Outstanding schools are exempt from further inspection unless there’s a problem. Ofsted inspections which upgrade schools to outstanding will obviously increase the number of such schools if the numbers upgraded exceed the small number downgraded and most existing outstanding schools are exempt from inspection.
The exemption from future inspections for outstanding schools means many have inspection judgements which are nearly a decade old. There must come a time when these judgements are past their use-by date.
Many outstanding schools were fast-tracked to academy status after the Academies Act was passed in 2010. In theory, academies are new schools which haven’t been inspected. In practice, however, many academies still carry their pre-conversion judgements. Bourne Grammar School, for example, is outstanding. But the date of inspection was 6 March 2008, over nine years ago.
If you want to read Bourne Grammar’s report, however, you won’t find it on Ofsted’s website. Search for Bourne Grammar and you’ll learn the latest ‘report’ was 18 February 2012. But that isn’t a report – it's the academy conversion letter. To confuse things further the Department for Education (DfE) school performance table for Bourne Grammar says ‘No Ofsted assessment published’.
Bourne Grammar isn’t alone in having ‘No Ofsted assessment published’ in DfE performance tables. I searched for Lincolnshire secondary academies on the DfE tables website. Each one is listed as ‘No Ofsted assessment published’ despite several having been inspected post-conversion.
It appears, then, that DfE school performance tables are not aligned accurately with Ofsted data.
But let’s return to the implication that post-2010 reforms are responsible for improvement in Ofsted judgements. If that were the case, we’d expect the flagship academies programme to have had an overall positive effect. But the heavily-academised secondary sector trails the less-academised primary sector in the proportion of schools which are good or better. And the higher proportion of outstanding secondary schools is offset by a higher proportion of inadequate ones.
The truth is improvement in individual Ofsted judgements is down to changes in the way Ofsted inspects schools and, more importantly, to the efforts of each school, academy or non-academy. This is despite, not because of, education policy since 2010.
Search DfE school performance tables here.

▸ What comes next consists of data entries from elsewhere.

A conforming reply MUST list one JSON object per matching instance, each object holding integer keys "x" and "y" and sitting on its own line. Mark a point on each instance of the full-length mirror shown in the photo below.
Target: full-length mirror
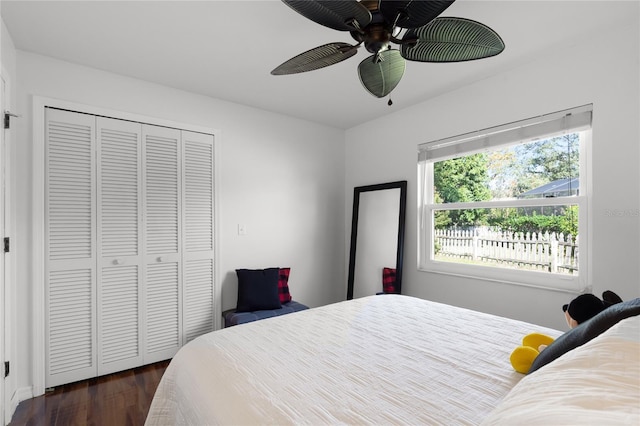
{"x": 377, "y": 239}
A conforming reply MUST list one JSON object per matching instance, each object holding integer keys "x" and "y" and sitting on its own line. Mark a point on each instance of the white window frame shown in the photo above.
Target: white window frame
{"x": 575, "y": 120}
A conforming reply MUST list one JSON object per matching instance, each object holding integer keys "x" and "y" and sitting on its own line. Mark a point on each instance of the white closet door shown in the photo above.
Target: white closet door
{"x": 199, "y": 309}
{"x": 119, "y": 245}
{"x": 70, "y": 247}
{"x": 162, "y": 192}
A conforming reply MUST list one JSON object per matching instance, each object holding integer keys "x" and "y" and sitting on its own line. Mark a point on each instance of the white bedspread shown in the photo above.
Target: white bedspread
{"x": 377, "y": 360}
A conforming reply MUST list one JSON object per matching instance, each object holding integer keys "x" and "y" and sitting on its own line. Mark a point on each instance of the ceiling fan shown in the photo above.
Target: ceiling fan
{"x": 414, "y": 25}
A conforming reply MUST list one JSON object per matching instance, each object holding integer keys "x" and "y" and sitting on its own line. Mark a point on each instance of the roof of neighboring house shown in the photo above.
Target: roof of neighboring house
{"x": 555, "y": 188}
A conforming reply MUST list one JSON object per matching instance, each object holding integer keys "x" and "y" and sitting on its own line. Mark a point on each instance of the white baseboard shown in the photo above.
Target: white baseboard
{"x": 19, "y": 395}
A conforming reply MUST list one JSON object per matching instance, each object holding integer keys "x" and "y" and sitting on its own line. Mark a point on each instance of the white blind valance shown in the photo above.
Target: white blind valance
{"x": 544, "y": 126}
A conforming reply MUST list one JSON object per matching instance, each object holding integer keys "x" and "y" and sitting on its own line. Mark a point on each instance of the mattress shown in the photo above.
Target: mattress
{"x": 386, "y": 359}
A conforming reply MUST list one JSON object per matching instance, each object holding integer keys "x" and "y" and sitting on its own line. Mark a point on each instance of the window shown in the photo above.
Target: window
{"x": 509, "y": 203}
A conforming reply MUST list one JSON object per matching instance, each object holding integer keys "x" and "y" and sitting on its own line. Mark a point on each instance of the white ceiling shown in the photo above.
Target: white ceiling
{"x": 226, "y": 49}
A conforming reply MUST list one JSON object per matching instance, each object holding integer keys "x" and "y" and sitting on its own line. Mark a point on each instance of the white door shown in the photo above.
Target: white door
{"x": 198, "y": 190}
{"x": 70, "y": 270}
{"x": 163, "y": 227}
{"x": 119, "y": 271}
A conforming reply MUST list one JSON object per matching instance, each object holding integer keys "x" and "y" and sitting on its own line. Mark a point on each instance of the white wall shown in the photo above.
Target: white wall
{"x": 8, "y": 69}
{"x": 604, "y": 71}
{"x": 282, "y": 178}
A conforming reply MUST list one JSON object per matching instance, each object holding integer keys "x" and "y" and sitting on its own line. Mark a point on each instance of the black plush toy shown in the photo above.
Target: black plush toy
{"x": 587, "y": 306}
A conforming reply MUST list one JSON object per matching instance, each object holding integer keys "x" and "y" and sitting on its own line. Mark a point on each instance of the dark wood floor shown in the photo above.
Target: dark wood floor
{"x": 117, "y": 399}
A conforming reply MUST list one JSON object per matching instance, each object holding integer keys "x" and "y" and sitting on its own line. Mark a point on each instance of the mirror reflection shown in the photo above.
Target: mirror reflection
{"x": 377, "y": 236}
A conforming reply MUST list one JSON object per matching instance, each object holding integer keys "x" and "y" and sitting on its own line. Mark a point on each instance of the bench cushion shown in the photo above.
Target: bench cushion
{"x": 232, "y": 317}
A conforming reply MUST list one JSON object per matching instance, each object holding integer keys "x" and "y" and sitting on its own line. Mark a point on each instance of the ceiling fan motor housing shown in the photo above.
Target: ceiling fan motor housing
{"x": 377, "y": 35}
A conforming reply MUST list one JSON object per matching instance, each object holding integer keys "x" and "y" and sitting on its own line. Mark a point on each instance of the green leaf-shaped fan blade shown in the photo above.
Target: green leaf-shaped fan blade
{"x": 451, "y": 40}
{"x": 412, "y": 13}
{"x": 316, "y": 58}
{"x": 338, "y": 15}
{"x": 380, "y": 77}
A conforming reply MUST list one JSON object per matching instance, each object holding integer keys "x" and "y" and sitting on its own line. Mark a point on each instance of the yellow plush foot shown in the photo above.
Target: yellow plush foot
{"x": 535, "y": 340}
{"x": 522, "y": 357}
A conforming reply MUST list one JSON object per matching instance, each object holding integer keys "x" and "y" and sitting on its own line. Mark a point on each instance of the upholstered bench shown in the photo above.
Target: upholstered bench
{"x": 231, "y": 317}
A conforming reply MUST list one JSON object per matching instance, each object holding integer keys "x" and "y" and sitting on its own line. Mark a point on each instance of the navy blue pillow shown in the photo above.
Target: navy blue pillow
{"x": 586, "y": 331}
{"x": 258, "y": 289}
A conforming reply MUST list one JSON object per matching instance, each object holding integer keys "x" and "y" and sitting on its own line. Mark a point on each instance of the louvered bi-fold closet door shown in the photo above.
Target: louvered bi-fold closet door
{"x": 70, "y": 251}
{"x": 163, "y": 227}
{"x": 120, "y": 271}
{"x": 198, "y": 160}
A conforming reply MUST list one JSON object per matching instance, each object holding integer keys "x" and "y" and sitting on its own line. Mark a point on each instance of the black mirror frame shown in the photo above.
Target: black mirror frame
{"x": 354, "y": 230}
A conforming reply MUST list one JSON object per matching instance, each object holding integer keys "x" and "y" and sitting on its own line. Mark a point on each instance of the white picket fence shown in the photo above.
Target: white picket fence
{"x": 540, "y": 251}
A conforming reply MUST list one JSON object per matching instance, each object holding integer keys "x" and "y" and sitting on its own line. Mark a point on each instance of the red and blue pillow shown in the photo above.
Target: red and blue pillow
{"x": 262, "y": 289}
{"x": 283, "y": 285}
{"x": 388, "y": 280}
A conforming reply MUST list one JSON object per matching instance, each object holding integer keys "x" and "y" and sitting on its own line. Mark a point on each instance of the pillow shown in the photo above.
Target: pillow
{"x": 586, "y": 331}
{"x": 257, "y": 289}
{"x": 388, "y": 280}
{"x": 283, "y": 285}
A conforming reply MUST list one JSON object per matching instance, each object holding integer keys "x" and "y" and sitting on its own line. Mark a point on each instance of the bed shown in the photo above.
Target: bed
{"x": 386, "y": 359}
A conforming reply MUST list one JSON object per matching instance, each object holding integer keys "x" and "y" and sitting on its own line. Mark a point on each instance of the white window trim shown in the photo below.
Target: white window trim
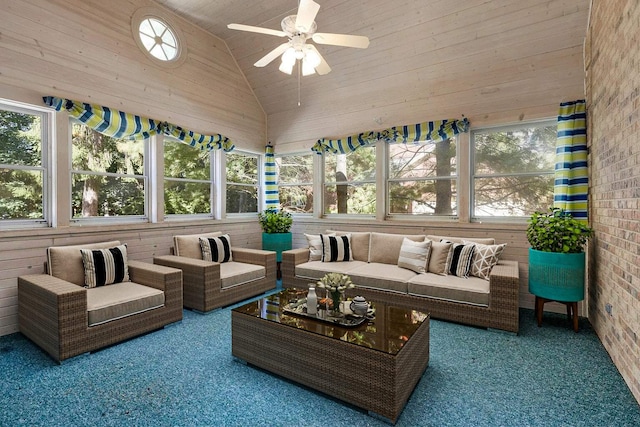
{"x": 47, "y": 166}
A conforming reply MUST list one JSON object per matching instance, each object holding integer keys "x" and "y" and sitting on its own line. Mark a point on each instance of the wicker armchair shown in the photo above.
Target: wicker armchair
{"x": 53, "y": 308}
{"x": 209, "y": 285}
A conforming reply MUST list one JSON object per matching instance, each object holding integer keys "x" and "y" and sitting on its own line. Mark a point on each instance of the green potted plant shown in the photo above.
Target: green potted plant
{"x": 276, "y": 231}
{"x": 556, "y": 256}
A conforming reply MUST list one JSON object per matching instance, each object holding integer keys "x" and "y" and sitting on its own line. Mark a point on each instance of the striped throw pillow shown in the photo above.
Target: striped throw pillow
{"x": 414, "y": 255}
{"x": 216, "y": 249}
{"x": 459, "y": 262}
{"x": 336, "y": 248}
{"x": 105, "y": 266}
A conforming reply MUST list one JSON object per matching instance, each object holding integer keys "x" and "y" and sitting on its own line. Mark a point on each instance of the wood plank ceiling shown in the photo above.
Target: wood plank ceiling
{"x": 495, "y": 61}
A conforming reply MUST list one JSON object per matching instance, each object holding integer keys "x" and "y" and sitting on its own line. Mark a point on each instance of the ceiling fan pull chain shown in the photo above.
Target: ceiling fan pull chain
{"x": 299, "y": 71}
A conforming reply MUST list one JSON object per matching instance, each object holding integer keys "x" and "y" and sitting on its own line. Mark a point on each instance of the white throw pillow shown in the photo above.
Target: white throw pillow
{"x": 414, "y": 255}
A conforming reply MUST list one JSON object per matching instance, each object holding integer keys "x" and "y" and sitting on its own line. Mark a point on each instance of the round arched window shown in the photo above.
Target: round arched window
{"x": 157, "y": 36}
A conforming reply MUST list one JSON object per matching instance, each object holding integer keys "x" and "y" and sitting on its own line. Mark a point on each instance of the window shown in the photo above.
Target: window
{"x": 422, "y": 178}
{"x": 350, "y": 182}
{"x": 108, "y": 177}
{"x": 513, "y": 169}
{"x": 23, "y": 165}
{"x": 158, "y": 36}
{"x": 295, "y": 182}
{"x": 242, "y": 182}
{"x": 187, "y": 179}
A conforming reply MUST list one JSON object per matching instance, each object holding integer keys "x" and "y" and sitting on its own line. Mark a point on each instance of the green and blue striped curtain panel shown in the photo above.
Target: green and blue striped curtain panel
{"x": 118, "y": 124}
{"x": 571, "y": 174}
{"x": 109, "y": 122}
{"x": 418, "y": 133}
{"x": 272, "y": 196}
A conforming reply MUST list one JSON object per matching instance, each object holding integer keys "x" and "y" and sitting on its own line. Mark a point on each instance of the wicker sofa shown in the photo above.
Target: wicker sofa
{"x": 65, "y": 319}
{"x": 209, "y": 285}
{"x": 491, "y": 303}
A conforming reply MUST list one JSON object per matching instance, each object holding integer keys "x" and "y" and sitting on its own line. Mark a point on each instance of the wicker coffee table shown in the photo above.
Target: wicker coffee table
{"x": 374, "y": 366}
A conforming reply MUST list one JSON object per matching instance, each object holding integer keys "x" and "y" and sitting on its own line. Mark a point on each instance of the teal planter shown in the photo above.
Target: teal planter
{"x": 556, "y": 276}
{"x": 276, "y": 242}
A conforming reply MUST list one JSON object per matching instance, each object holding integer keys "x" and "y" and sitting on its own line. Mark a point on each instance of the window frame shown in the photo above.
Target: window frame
{"x": 46, "y": 167}
{"x": 312, "y": 156}
{"x": 212, "y": 184}
{"x": 259, "y": 185}
{"x": 455, "y": 179}
{"x": 147, "y": 168}
{"x": 472, "y": 168}
{"x": 373, "y": 181}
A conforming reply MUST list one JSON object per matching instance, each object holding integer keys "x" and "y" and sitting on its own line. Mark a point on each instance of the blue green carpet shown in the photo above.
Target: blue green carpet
{"x": 184, "y": 375}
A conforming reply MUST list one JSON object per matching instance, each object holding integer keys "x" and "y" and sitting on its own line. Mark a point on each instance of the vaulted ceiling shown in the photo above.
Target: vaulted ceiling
{"x": 491, "y": 60}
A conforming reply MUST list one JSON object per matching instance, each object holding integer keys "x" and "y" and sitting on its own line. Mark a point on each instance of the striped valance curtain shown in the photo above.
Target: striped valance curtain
{"x": 272, "y": 196}
{"x": 571, "y": 174}
{"x": 434, "y": 131}
{"x": 123, "y": 125}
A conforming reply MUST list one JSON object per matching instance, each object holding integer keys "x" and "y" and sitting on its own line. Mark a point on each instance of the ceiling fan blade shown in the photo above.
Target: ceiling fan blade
{"x": 260, "y": 30}
{"x": 361, "y": 42}
{"x": 272, "y": 55}
{"x": 307, "y": 12}
{"x": 323, "y": 68}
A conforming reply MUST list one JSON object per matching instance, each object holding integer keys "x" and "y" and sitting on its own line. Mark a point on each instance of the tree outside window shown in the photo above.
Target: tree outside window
{"x": 187, "y": 182}
{"x": 242, "y": 182}
{"x": 108, "y": 178}
{"x": 22, "y": 164}
{"x": 350, "y": 182}
{"x": 513, "y": 169}
{"x": 422, "y": 178}
{"x": 295, "y": 182}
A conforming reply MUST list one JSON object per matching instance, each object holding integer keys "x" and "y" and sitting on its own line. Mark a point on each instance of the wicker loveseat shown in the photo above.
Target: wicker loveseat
{"x": 66, "y": 319}
{"x": 491, "y": 303}
{"x": 209, "y": 285}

ADDENDUM 19 May 08.32. the sentence in the original article, 'The improvement in school judgements shows the high quality of English schools particularly in the primary sector' has been amended to make it clear I was referring to Ofsted judgements. Not everyone has faith in Ofsted judgements. And the greater the gap between inspection date and the present, the less reliable the judgement is likely to be (this particularly pertains to Outstanding judgements which are several years old). But the Conservatives hold much store by Ofsted judgements even to the extent of claiming their reforms are responsible for the rise in judgement quality overall. This is not true for reasons given above. The test-heavy, test-result-reliant system they have created makes it more difficult for schools to provide a rich education experience for all children particurlarly at secondary level and in Year 6 of primary schools. It's testament to teachers at the chalk face in England that most are still committed to this ideal.